Yes. Hand-kneading for 8–10 minutes works fine. The dough is enriched with butter and milk, which makes it slightly sticky. Resist adding excess flour — the tackiness is correct. The windowpane test is your reliable benchmark for sufficient gluten development.
Why do my rolls come out dense instead of fluffy?
Usually one of three causes: the milk was too hot and killed the yeast, the dough didn't proof long enough to double in size, or you added too much flour during kneading and tightened the gluten network.
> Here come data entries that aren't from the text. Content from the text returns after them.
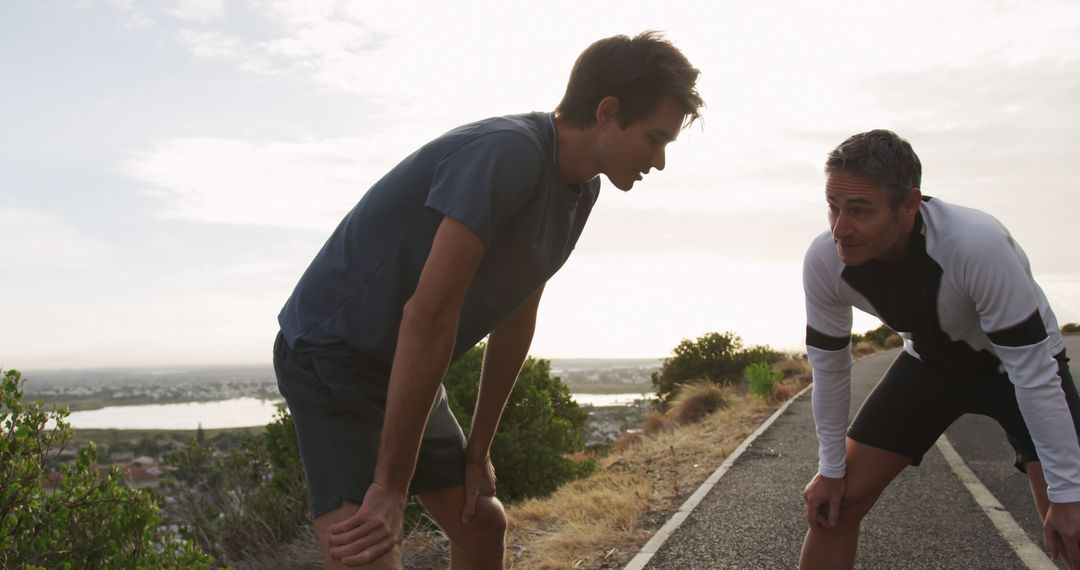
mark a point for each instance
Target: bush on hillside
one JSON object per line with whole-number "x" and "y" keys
{"x": 91, "y": 519}
{"x": 718, "y": 357}
{"x": 241, "y": 504}
{"x": 540, "y": 425}
{"x": 881, "y": 337}
{"x": 763, "y": 380}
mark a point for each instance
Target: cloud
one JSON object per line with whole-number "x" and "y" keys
{"x": 321, "y": 41}
{"x": 203, "y": 11}
{"x": 37, "y": 240}
{"x": 305, "y": 185}
{"x": 134, "y": 16}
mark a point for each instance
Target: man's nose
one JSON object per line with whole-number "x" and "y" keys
{"x": 659, "y": 160}
{"x": 841, "y": 226}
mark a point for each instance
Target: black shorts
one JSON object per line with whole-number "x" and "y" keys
{"x": 913, "y": 405}
{"x": 338, "y": 398}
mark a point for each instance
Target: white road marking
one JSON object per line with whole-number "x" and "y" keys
{"x": 650, "y": 548}
{"x": 1029, "y": 553}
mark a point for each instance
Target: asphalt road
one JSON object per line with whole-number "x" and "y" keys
{"x": 754, "y": 516}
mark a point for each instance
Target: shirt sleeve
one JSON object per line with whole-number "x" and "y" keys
{"x": 998, "y": 277}
{"x": 486, "y": 180}
{"x": 828, "y": 338}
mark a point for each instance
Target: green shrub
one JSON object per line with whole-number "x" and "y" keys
{"x": 245, "y": 502}
{"x": 540, "y": 425}
{"x": 763, "y": 380}
{"x": 881, "y": 337}
{"x": 91, "y": 519}
{"x": 717, "y": 357}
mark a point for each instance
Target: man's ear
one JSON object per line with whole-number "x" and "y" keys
{"x": 607, "y": 110}
{"x": 910, "y": 205}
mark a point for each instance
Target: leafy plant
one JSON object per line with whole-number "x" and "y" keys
{"x": 718, "y": 357}
{"x": 540, "y": 425}
{"x": 763, "y": 380}
{"x": 91, "y": 519}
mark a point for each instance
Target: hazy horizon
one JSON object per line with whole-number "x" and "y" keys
{"x": 171, "y": 167}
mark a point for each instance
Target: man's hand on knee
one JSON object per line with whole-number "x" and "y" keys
{"x": 1062, "y": 529}
{"x": 822, "y": 496}
{"x": 480, "y": 482}
{"x": 373, "y": 530}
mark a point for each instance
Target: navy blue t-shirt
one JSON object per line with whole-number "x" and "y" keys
{"x": 500, "y": 178}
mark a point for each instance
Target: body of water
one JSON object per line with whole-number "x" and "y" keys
{"x": 237, "y": 412}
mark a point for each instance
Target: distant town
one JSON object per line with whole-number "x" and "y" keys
{"x": 140, "y": 453}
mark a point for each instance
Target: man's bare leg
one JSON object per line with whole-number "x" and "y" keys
{"x": 1038, "y": 483}
{"x": 869, "y": 471}
{"x": 481, "y": 543}
{"x": 391, "y": 560}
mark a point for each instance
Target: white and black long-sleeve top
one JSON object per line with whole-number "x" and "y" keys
{"x": 963, "y": 300}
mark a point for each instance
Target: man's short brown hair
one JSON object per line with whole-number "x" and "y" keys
{"x": 639, "y": 71}
{"x": 882, "y": 158}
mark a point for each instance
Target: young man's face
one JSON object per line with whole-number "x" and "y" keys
{"x": 864, "y": 227}
{"x": 628, "y": 154}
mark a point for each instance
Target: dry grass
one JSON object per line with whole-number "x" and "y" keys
{"x": 863, "y": 348}
{"x": 694, "y": 401}
{"x": 602, "y": 521}
{"x": 655, "y": 422}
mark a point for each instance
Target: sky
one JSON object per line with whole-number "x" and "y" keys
{"x": 170, "y": 167}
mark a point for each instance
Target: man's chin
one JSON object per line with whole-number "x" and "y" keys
{"x": 851, "y": 259}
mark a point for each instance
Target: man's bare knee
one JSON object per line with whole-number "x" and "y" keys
{"x": 489, "y": 524}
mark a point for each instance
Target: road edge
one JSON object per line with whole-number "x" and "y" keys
{"x": 658, "y": 540}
Measure milk temperature with a thermometer and proof by volume, not by time.
Can I make the dough the night before?
That's actually the recommended method. Shape the rolls after the first rise, place them on the baking sheet, cover, and refrigerate overnight. Pull them out 30 minutes before baking for the cold proof rollout. Cold-fermented rolls have noticeably better flavor than same-day rolls.
What makes the cinnamon butter stick to the rolls?
Heat. The rolls must be freshly out of the oven — the surface is porous and hot, which allows the butter to absorb into the crumb rather than just sitting on top. Wait even five minutes and you lose most of the penetration. Keep the butter warm and brush immediately.
Why use bread flour instead of all-purpose?
Bread flour has a higher protein content (12–14% versus 10–12% for all-purpose), which forms more gluten strands during kneading. More gluten means more structure, which means rolls that hold their round shape and produce that characteristic chew. All-purpose flour works but produces a softer, slightly flatter result.
How do I know when the dough has proofed enough?
For the first rise: the dough should double in volume. For the second proof of shaped rolls: they should increase by about 50% and look visibly puffy. The poke test also works — press a floured finger gently into a roll. If the indent springs back slowly, they're ready. If it springs back immediately, proof longer. If it doesn't spring back at all, they're overproofed.